Open Chancel-xFusion opened 1 year ago
The code in efi_get_memory_map got complicated when one of our engineers added a workaround for a system that doesn't return a value in DescriptorSize when returning EFI_BUFFER_TOO_SMALL. Previously the loop was much simpler; see the older code at https://github.com/vmware/esx-boot/blob/52bdb5059a46c6c35af5fd8c042ae91db0fa6699/uefi/efiutils/memory.c
I can't say I fully understand why an infinite loop occurs with your system. It looks like the problem basically is that the allocation and freeing that our code is doing, while trying to get a buffer that is sufficiently larger than the memory map for our purposes, can sometimes create a pattern where the memory map bounces back and forth between two sizes that differ by more than a factor of 2. I am not totally sure whether even the older, simpler code would necessarily be free from the danger of this happening.
I suspect there is a way to rewrite our code that would both make it simpler and make it robust against this issue. Not sure when I would personally find time to work on it, though. If you have the ability to file SRs or DCPN cases, that's a better way of reporting this issue than filing a bug in github on the open source release of the esx-boot. Then it can go through our regular process for product code and get someone assigned to work on it.
Here are a few ideas I have that may help improve our code:
(1) Remember the largest MemoryMapSize that has been returned so far and never request less than that, regardless of whether a retry returned a smaller size.
(2) To better work around implementations that don't set DescriptorSize: (a) Assume this value doesn't change dynamically (it shouldn't, since it depends only on DescriptorVersion) , so if GetMemoryMap has ever succeeded, assume DescriptorSize continues to be the size that was returned then. (b) If GetMemoryMap fails the first time, use a reasonable guess for DescriptorSize in the subsequent computation of how much bigger a buffer to allocate -- namely, sizeof EFI_MEMORY_DESCRIPTOR version 1. This will usually (in practice always, because there has only been one version so far) result in allocating a big enough buffer on the next try.
Thank you for your reply. I will open a SR case to request support.
Let me know what the SR number is, in case it gets stuck with support and they don't file a bugzilla ticket with engineering.
Sorry. I only have the permission to submit certification requests. I submitted the certification request. The reply was "As per our engineering team, you need to file this issue as an interop issue, not in the server_CR project."

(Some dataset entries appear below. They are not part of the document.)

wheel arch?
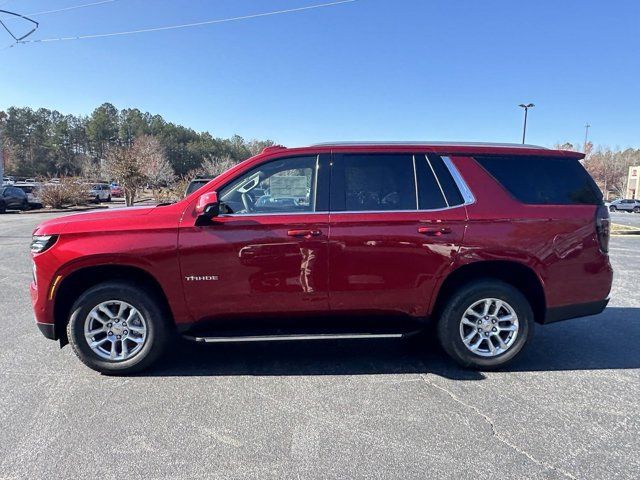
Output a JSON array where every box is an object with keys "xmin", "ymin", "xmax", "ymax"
[
  {"xmin": 53, "ymin": 264, "xmax": 172, "ymax": 346},
  {"xmin": 431, "ymin": 260, "xmax": 547, "ymax": 323}
]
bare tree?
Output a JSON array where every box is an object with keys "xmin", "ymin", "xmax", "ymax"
[
  {"xmin": 133, "ymin": 135, "xmax": 176, "ymax": 200},
  {"xmin": 200, "ymin": 156, "xmax": 237, "ymax": 178},
  {"xmin": 105, "ymin": 146, "xmax": 145, "ymax": 206}
]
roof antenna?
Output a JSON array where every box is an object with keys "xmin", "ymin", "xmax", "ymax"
[{"xmin": 0, "ymin": 10, "xmax": 40, "ymax": 43}]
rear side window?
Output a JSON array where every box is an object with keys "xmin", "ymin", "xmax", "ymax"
[
  {"xmin": 475, "ymin": 156, "xmax": 602, "ymax": 205},
  {"xmin": 343, "ymin": 154, "xmax": 417, "ymax": 212}
]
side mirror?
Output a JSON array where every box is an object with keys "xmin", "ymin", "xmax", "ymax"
[{"xmin": 196, "ymin": 192, "xmax": 220, "ymax": 218}]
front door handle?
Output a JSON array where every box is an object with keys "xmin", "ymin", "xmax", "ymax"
[
  {"xmin": 287, "ymin": 230, "xmax": 322, "ymax": 238},
  {"xmin": 418, "ymin": 227, "xmax": 451, "ymax": 237}
]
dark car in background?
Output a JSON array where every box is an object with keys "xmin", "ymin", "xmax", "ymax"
[{"xmin": 0, "ymin": 185, "xmax": 29, "ymax": 213}]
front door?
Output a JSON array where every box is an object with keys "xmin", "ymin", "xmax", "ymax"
[
  {"xmin": 179, "ymin": 155, "xmax": 329, "ymax": 320},
  {"xmin": 329, "ymin": 153, "xmax": 466, "ymax": 317}
]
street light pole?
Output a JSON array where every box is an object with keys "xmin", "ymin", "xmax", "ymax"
[
  {"xmin": 518, "ymin": 103, "xmax": 535, "ymax": 144},
  {"xmin": 582, "ymin": 123, "xmax": 591, "ymax": 153}
]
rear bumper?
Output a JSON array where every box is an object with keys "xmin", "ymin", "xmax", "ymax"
[{"xmin": 542, "ymin": 298, "xmax": 609, "ymax": 324}]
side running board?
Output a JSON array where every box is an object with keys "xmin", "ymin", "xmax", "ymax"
[{"xmin": 183, "ymin": 333, "xmax": 406, "ymax": 343}]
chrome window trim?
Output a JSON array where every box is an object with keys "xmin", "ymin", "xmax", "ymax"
[
  {"xmin": 424, "ymin": 154, "xmax": 451, "ymax": 208},
  {"xmin": 441, "ymin": 157, "xmax": 476, "ymax": 205},
  {"xmin": 412, "ymin": 154, "xmax": 420, "ymax": 210}
]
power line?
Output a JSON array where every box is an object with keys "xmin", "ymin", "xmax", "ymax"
[
  {"xmin": 27, "ymin": 0, "xmax": 118, "ymax": 17},
  {"xmin": 19, "ymin": 0, "xmax": 358, "ymax": 43}
]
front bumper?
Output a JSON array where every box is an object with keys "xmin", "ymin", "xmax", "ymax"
[
  {"xmin": 543, "ymin": 297, "xmax": 609, "ymax": 324},
  {"xmin": 36, "ymin": 322, "xmax": 58, "ymax": 340}
]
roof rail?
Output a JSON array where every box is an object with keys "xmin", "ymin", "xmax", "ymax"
[{"xmin": 311, "ymin": 141, "xmax": 548, "ymax": 150}]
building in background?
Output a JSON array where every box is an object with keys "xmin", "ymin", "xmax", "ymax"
[{"xmin": 625, "ymin": 165, "xmax": 640, "ymax": 198}]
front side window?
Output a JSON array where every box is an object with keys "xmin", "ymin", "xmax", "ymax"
[
  {"xmin": 219, "ymin": 156, "xmax": 318, "ymax": 215},
  {"xmin": 343, "ymin": 154, "xmax": 417, "ymax": 212}
]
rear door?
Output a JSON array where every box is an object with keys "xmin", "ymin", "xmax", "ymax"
[{"xmin": 329, "ymin": 153, "xmax": 466, "ymax": 316}]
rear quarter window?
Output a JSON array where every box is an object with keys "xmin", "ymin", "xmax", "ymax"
[{"xmin": 475, "ymin": 155, "xmax": 602, "ymax": 205}]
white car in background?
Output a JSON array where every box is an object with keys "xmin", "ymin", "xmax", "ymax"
[
  {"xmin": 609, "ymin": 198, "xmax": 640, "ymax": 213},
  {"xmin": 89, "ymin": 183, "xmax": 111, "ymax": 203},
  {"xmin": 13, "ymin": 179, "xmax": 42, "ymax": 208}
]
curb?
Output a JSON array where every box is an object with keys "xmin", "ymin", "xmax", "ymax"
[{"xmin": 20, "ymin": 205, "xmax": 109, "ymax": 215}]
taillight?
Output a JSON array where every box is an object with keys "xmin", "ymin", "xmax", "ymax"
[{"xmin": 596, "ymin": 205, "xmax": 611, "ymax": 253}]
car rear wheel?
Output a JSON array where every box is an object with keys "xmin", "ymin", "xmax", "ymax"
[
  {"xmin": 438, "ymin": 280, "xmax": 534, "ymax": 370},
  {"xmin": 67, "ymin": 282, "xmax": 170, "ymax": 375}
]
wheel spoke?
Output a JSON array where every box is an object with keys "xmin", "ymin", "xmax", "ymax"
[
  {"xmin": 89, "ymin": 337, "xmax": 109, "ymax": 349},
  {"xmin": 462, "ymin": 317, "xmax": 477, "ymax": 328},
  {"xmin": 116, "ymin": 303, "xmax": 127, "ymax": 318},
  {"xmin": 127, "ymin": 323, "xmax": 145, "ymax": 334},
  {"xmin": 458, "ymin": 297, "xmax": 520, "ymax": 357},
  {"xmin": 482, "ymin": 298, "xmax": 493, "ymax": 317},
  {"xmin": 469, "ymin": 336, "xmax": 483, "ymax": 351},
  {"xmin": 464, "ymin": 308, "xmax": 482, "ymax": 318},
  {"xmin": 84, "ymin": 327, "xmax": 105, "ymax": 340},
  {"xmin": 127, "ymin": 307, "xmax": 138, "ymax": 323},
  {"xmin": 462, "ymin": 330, "xmax": 478, "ymax": 345},
  {"xmin": 98, "ymin": 304, "xmax": 113, "ymax": 318},
  {"xmin": 492, "ymin": 300, "xmax": 503, "ymax": 316},
  {"xmin": 487, "ymin": 337, "xmax": 496, "ymax": 355}
]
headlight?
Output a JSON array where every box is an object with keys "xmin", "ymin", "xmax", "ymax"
[{"xmin": 31, "ymin": 235, "xmax": 58, "ymax": 253}]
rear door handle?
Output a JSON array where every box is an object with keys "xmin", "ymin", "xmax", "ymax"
[
  {"xmin": 287, "ymin": 230, "xmax": 322, "ymax": 238},
  {"xmin": 418, "ymin": 227, "xmax": 451, "ymax": 237}
]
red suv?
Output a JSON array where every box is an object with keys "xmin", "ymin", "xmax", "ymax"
[{"xmin": 31, "ymin": 143, "xmax": 612, "ymax": 374}]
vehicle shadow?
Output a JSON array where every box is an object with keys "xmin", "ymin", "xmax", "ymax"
[{"xmin": 141, "ymin": 307, "xmax": 640, "ymax": 381}]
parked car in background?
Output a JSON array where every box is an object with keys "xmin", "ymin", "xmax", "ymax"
[
  {"xmin": 30, "ymin": 143, "xmax": 613, "ymax": 374},
  {"xmin": 0, "ymin": 185, "xmax": 29, "ymax": 213},
  {"xmin": 184, "ymin": 178, "xmax": 212, "ymax": 197},
  {"xmin": 89, "ymin": 183, "xmax": 111, "ymax": 203},
  {"xmin": 609, "ymin": 198, "xmax": 640, "ymax": 213},
  {"xmin": 14, "ymin": 181, "xmax": 42, "ymax": 208},
  {"xmin": 110, "ymin": 184, "xmax": 124, "ymax": 198}
]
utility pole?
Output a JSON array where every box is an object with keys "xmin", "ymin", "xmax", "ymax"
[
  {"xmin": 0, "ymin": 119, "xmax": 4, "ymax": 187},
  {"xmin": 518, "ymin": 103, "xmax": 535, "ymax": 145},
  {"xmin": 582, "ymin": 122, "xmax": 591, "ymax": 154}
]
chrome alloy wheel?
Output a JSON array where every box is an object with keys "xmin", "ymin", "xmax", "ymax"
[
  {"xmin": 460, "ymin": 298, "xmax": 519, "ymax": 357},
  {"xmin": 84, "ymin": 300, "xmax": 147, "ymax": 361}
]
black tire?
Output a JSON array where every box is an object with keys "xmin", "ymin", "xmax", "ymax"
[
  {"xmin": 438, "ymin": 279, "xmax": 535, "ymax": 370},
  {"xmin": 67, "ymin": 281, "xmax": 173, "ymax": 375}
]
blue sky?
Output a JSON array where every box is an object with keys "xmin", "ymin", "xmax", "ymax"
[{"xmin": 0, "ymin": 0, "xmax": 640, "ymax": 147}]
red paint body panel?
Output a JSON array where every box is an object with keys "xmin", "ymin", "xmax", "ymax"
[{"xmin": 31, "ymin": 145, "xmax": 612, "ymax": 338}]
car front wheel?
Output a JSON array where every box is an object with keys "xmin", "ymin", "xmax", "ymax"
[
  {"xmin": 67, "ymin": 282, "xmax": 170, "ymax": 375},
  {"xmin": 438, "ymin": 280, "xmax": 534, "ymax": 370}
]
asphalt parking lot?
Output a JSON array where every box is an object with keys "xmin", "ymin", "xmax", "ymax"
[
  {"xmin": 0, "ymin": 213, "xmax": 640, "ymax": 480},
  {"xmin": 610, "ymin": 212, "xmax": 640, "ymax": 228}
]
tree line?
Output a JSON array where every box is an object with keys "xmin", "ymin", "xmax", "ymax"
[
  {"xmin": 0, "ymin": 103, "xmax": 273, "ymax": 179},
  {"xmin": 556, "ymin": 142, "xmax": 640, "ymax": 200}
]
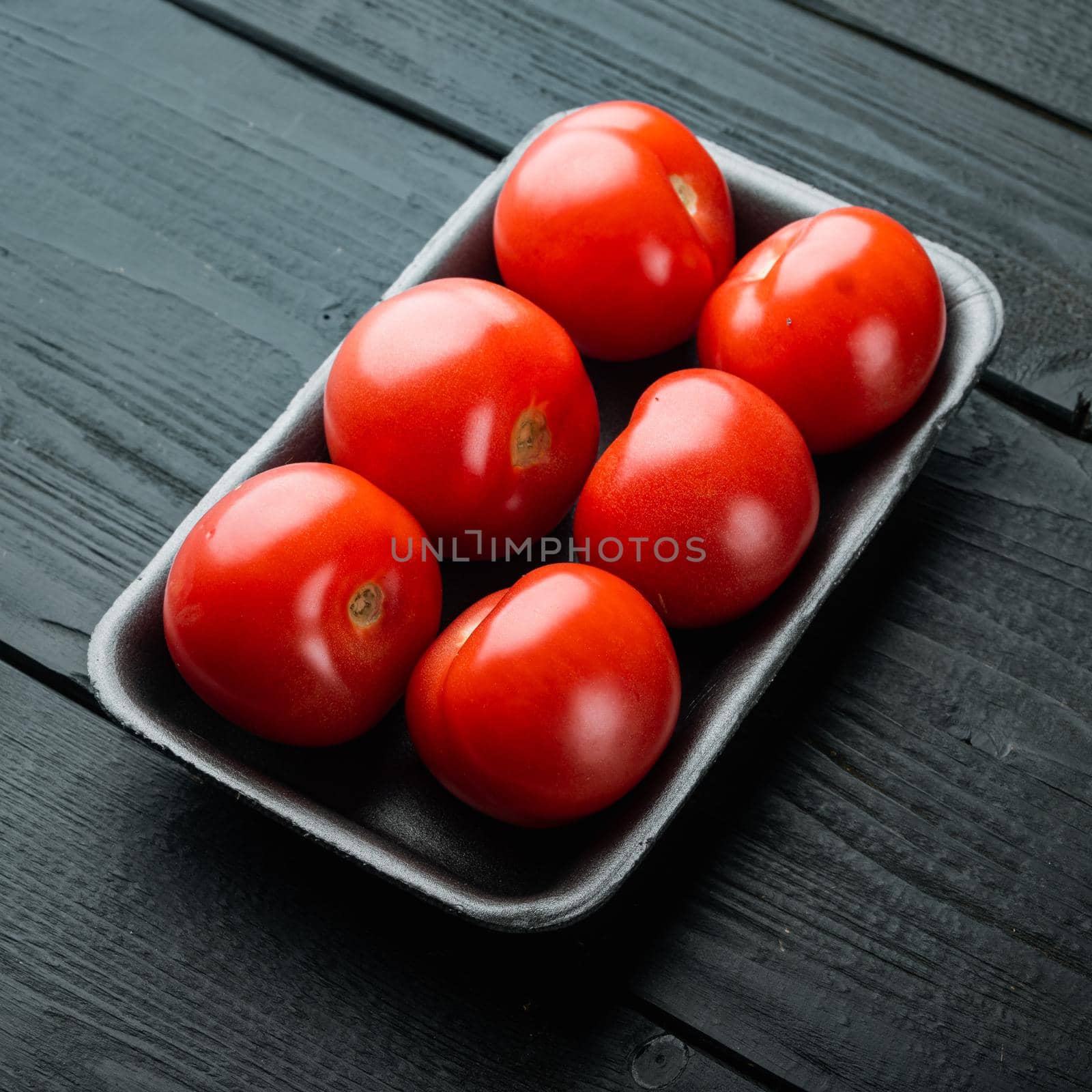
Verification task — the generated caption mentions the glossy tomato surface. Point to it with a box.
[162,463,440,747]
[406,564,680,827]
[573,368,819,627]
[698,209,947,453]
[326,277,599,555]
[493,102,735,360]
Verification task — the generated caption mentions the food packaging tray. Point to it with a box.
[89,109,1001,932]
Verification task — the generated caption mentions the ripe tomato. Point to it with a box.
[573,368,819,626]
[698,209,946,453]
[406,564,680,827]
[162,463,440,747]
[493,102,735,360]
[326,277,599,554]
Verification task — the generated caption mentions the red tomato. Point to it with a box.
[573,368,819,626]
[698,209,946,453]
[326,277,599,554]
[406,564,679,827]
[162,463,440,747]
[493,102,736,360]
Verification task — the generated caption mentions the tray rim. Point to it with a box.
[87,111,1003,932]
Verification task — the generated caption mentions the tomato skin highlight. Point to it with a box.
[573,368,819,627]
[324,277,599,556]
[162,463,440,747]
[698,207,947,455]
[493,102,735,360]
[406,564,680,827]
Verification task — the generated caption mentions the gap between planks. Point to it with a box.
[161,0,1092,442]
[0,641,804,1092]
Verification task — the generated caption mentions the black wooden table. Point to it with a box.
[0,0,1092,1092]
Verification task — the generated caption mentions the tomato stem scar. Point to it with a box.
[348,581,384,628]
[511,406,550,470]
[667,175,698,216]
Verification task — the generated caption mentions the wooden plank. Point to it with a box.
[597,397,1092,1092]
[0,664,758,1092]
[0,0,491,679]
[0,2,1092,1089]
[794,0,1092,127]
[166,0,1092,417]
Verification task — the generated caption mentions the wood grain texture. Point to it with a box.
[0,0,491,678]
[793,0,1092,127]
[597,395,1092,1092]
[0,664,758,1092]
[168,0,1092,407]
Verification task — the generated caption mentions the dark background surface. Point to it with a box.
[0,0,1092,1092]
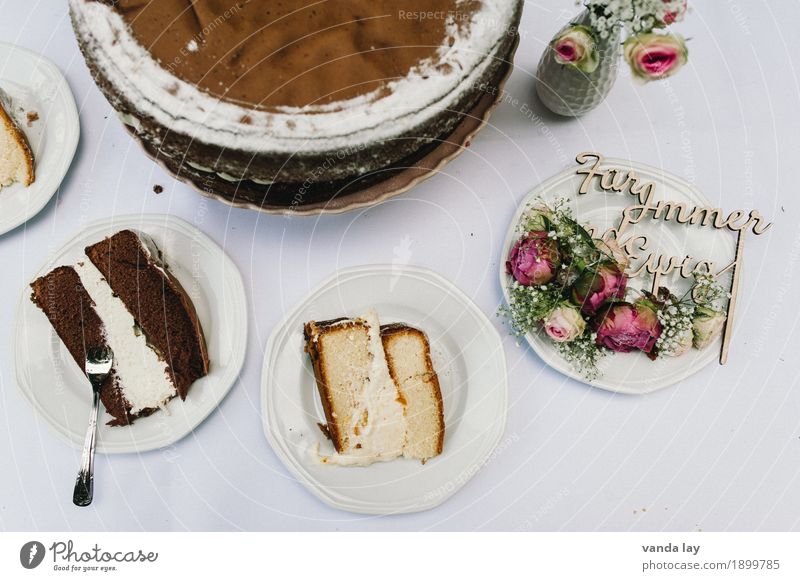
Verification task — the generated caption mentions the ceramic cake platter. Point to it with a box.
[498,158,736,394]
[14,215,247,453]
[261,265,508,514]
[0,43,80,234]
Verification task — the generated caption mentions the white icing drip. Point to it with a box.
[70,0,517,153]
[74,258,177,414]
[317,310,406,466]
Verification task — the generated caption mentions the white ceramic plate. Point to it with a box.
[500,158,736,394]
[261,266,508,514]
[0,43,81,234]
[15,215,247,453]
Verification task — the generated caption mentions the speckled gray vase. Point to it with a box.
[536,10,621,117]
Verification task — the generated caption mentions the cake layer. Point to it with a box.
[75,260,176,416]
[381,324,444,460]
[306,311,406,465]
[31,266,136,425]
[116,0,480,109]
[86,230,208,399]
[0,89,35,189]
[304,310,445,466]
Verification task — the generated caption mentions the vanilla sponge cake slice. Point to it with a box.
[305,311,444,465]
[305,311,406,465]
[0,90,34,189]
[381,324,444,460]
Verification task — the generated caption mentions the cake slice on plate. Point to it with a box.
[31,230,208,425]
[305,310,444,466]
[381,324,444,460]
[0,89,35,189]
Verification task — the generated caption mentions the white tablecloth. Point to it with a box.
[0,0,800,530]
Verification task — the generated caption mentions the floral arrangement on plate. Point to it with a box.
[536,0,689,116]
[501,199,729,380]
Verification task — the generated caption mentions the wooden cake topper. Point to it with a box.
[575,152,772,365]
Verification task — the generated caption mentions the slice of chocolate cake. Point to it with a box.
[86,230,208,399]
[31,230,208,425]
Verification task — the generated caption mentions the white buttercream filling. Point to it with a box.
[70,0,516,153]
[74,259,177,414]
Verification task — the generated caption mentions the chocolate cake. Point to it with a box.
[31,230,209,425]
[70,0,522,207]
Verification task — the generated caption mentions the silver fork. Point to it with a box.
[72,347,114,506]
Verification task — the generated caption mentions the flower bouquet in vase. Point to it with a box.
[536,0,688,117]
[501,199,729,381]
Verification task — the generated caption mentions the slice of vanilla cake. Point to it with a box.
[305,310,444,466]
[0,90,34,189]
[381,324,444,460]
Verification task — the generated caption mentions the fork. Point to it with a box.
[72,347,114,506]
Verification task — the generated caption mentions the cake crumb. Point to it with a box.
[317,422,333,440]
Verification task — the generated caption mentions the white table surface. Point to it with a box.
[0,0,800,530]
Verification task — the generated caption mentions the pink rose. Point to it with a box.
[594,301,661,353]
[572,262,628,315]
[550,25,600,73]
[506,232,561,286]
[625,33,689,82]
[543,303,586,343]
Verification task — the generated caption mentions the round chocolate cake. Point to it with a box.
[70,0,522,207]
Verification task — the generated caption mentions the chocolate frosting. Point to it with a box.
[113,0,480,110]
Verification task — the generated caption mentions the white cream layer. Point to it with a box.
[70,0,517,153]
[320,310,406,466]
[74,258,177,414]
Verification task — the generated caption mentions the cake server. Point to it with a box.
[72,347,114,506]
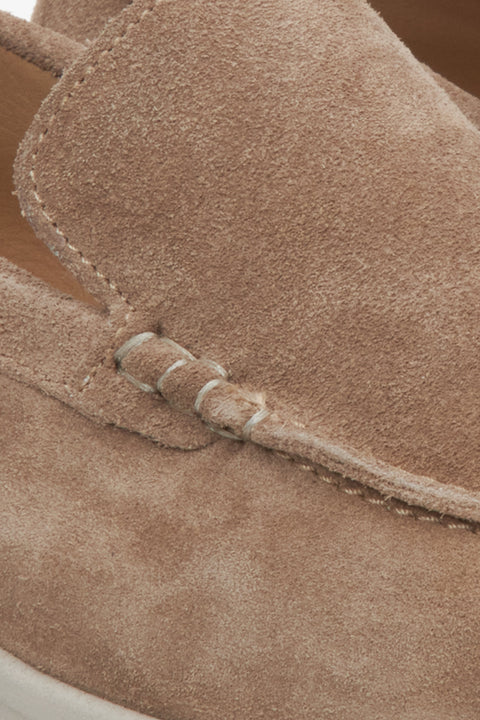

Were you able to file it somewhere, then? I don't know what they mean by "file this issue as an interop issue". Would that be in DCPN? Or did you take that to mean you can't file it anywhere? Also, I am wondering who said that and who in engineering they are referring to. If you have name(s), I can talk to the person/people from my side.
Describe the bug
There are three calls to GetMemoryMap in efi_get_memory_map. The corresponding execution function in EDKII is CoreGetMemoryMap. If the BIOS returns the following value, an endless loop occurs.
At this point, in the efi_get_memory_map function, the loop is re-entered because Status == EFI_BUFFER_TOO_SMALL.
In contrast to Linux, GetMemoryMap is called only twice.
This problem may occur because EDKII calls MergeMemoryMap in CoreGetMemoryMap. What are some good solutions to this problem?
Reproduction steps
After upgrading to the latest BIOS firmware on the newly released 2288H V7 product of xFusion. Run the power cycle 2 or 3 times or so.
Expected behavior
ESXi can start properly.
Additional context
No response